A simple file distribution strategy for very large scale, high-availability file-services.

The problem

At we plan on having millions of different files, any of which could be arbitrarily chosen to be served any given time. These files are uploaded by users at arbitrary times.

Scaling such a system is no easy task. The solution I’ve seen implemented in the past involves shuffling files around on a nearly constant basis, making sure that files which are more “popular” are on fast drives, while at the same time making sure that no drives are at capicty and at the same time that all files, even newly uploaded ones, are stored redundantly.

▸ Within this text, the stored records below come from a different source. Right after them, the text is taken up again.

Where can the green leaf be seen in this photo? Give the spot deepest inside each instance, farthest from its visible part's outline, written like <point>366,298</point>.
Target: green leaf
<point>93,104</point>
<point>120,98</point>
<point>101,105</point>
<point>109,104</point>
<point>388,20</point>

The problem with this solution is one of coordination. At any given moment the app needs to be able to “find” a file so it can give the client a link to download the file from one of the servers that it’s on. Full-filling this simple requirement means that all datastores/caches where information about where a file lives need to be up-to-date at all times, and even then there are race-conditions and network failures to contend with, while at all times the requirements of the app evolve and change.

A simpler solution

Let’s say you want all files which get uploaded to be replicated in triplicate in some capacity. You buy three identical hard-disks, and put each on a separate server. As files get uploaded by clients, each file gets put on each drive immediately. When the drives are filled (which should be at around the same time), you stop uploading to them.

That was generation 0.

You buy three more drives, and start putting all files on them instead. This is going to be generation 1. Repeat until you run out of money.

That’s it.

That’s it?

It seems simple and obvious, and maybe it’s the standard thing which is done, but as far as I can tell no-one has written about it (though I’m probably not searching for the right thing, let me know if this is the case!).


  • It’s so simple to implement, you could probably do it in a day if you’re starting a project from scratch

  • By definition of the scheme all files are replicated in multiple places.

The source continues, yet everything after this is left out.